- 1960 TV screenshot met nonkel Bob en tante Ria.
- Created by: Rik Van Den Abbeele
- Presented by: Bob Davidse Terry Van Ginderen
- Country of origin: Belgium
- No. of seasons: 5

Production
- Running time: 1 hour

Original release
- Network: NIR 1 (nowadays Eén)
- Release: 12 March 1955 – 1960

= Kom Toch Eens Kijken =

Flemish children's television series

Kom Toch Eens Kijken (Come And See) was a Flemish children's TV series, broadcast between 1955 and 1960 on the Flemish public TV channel NIR 1 (nowadays Eén). It was hosted by Bob Davidse and Terry Van Ginderen, who both presented themselves to their young viewers as Nonkel Bob (Uncle Bob) and Tante Terry (Aunt Terry).

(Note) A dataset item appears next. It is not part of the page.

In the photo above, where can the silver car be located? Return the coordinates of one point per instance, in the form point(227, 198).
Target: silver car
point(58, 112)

It was the first Flemish children's TV show. Since there was only one Flemish TV channel at the time virtually all families with a TV set watched it. It was also the show which launched the careers of Bob Davidse and Terry Van Ginderen.

==History==

TV maker Rik Van den Abbeele had contacted Bob Davidse, who was already well known in Flanders as a singer and puppeteer. The first episode was broadcast on 12 March 1955. Bob Davidse, nicknamed Nonkel Bob, was first co-hosted by Tante Paula (Aunt Paula, played by TV presenter Paula Sémer. She was later succeeded by Tante Lieve (Lieve Simoens), Tante Rita, Tante Berta and Tante Ria (Mimi Peetermans). Eventually Terry van Ginderen became his permanent co-host as Tante Terry.

==Concept==

Every episode started out with a song sung by Nonkel Bob, Tante Terry and all children in the studio, while Davidse played his guitar. The melody was based on the Sinterklaas song Oh kom eens kijken wat er in mijn schoentje ligt (Oh, come and look what's in my shoe), but had different lyrics, related to the show: Oh, kom eens kijken / ons uurtje zet nu in/ zo dadelijk zal blijken / iedereen krijgt hier zijn zin (Oh, come and see / our hour will start now / soon it will be proven / that everyone gets his wish). After the song everyone greeted the viewer with the TV Ohee-salute. By using two index fingers they created the letter t and afterwards the letter v with the aid of the index and middle finger (comparable to the V sign) and shouted: Ohee!. Nonkel Bob and Tante Terry then greeted the children in the studio and at home, whereupon everyone shouted Dag Nonkel Bob, Dag Tante Terry (Hi, Nonkel Bob, Hi Tante Terry!).

During the broadcast hour Davidse had the children engage in handicraft or taught them a song on his guitar. The best known songs which debuted in this TV series were Vrolijke Vrienden (Happy Friends, 1958) and Annemarie (1968). Every week the show had an honorary guest, which was usually a child who was allowed to take part in the life of the adults, for instance the fire brigade. The hosts first interviewed him or her and then showed how the child's day was through an earlier recorded report at location.

After debuting in 1961, Tante Terry had a segment where she interreacted with a stuffed squirrel named Kraakje.

==Fanclub==

Davidse also had a fanclub, the TV-Oheeclub, which was established since every episode had a viewers' contest. Children who answered correctly received an award and after ten good answers they received a special sign, which made them part of the club. Through enthusiastic reactions and easy subscriptions (children just had to send a letter) the club soon had over 55.000 members.

==The Rolling Stones==

In 1964 Davidse and Van Ginderen interviewed The Rolling Stones in their show.

==Later retitling==

In 1960 the show was retitled Tip-Top. It ran under that name until 1961. Afterwards it became Televisum, Jevanjong and eventually Kijkuit. Davidse was assisted by Zaki, Kris Smet and Nadine De Sloovere. In 1965 the program made a lot of promotion to drink milk, as part of the Melkbrigade. Even after the show was cancelled, Davidse remained the most prominent children's TV host on Flemish television until 1985.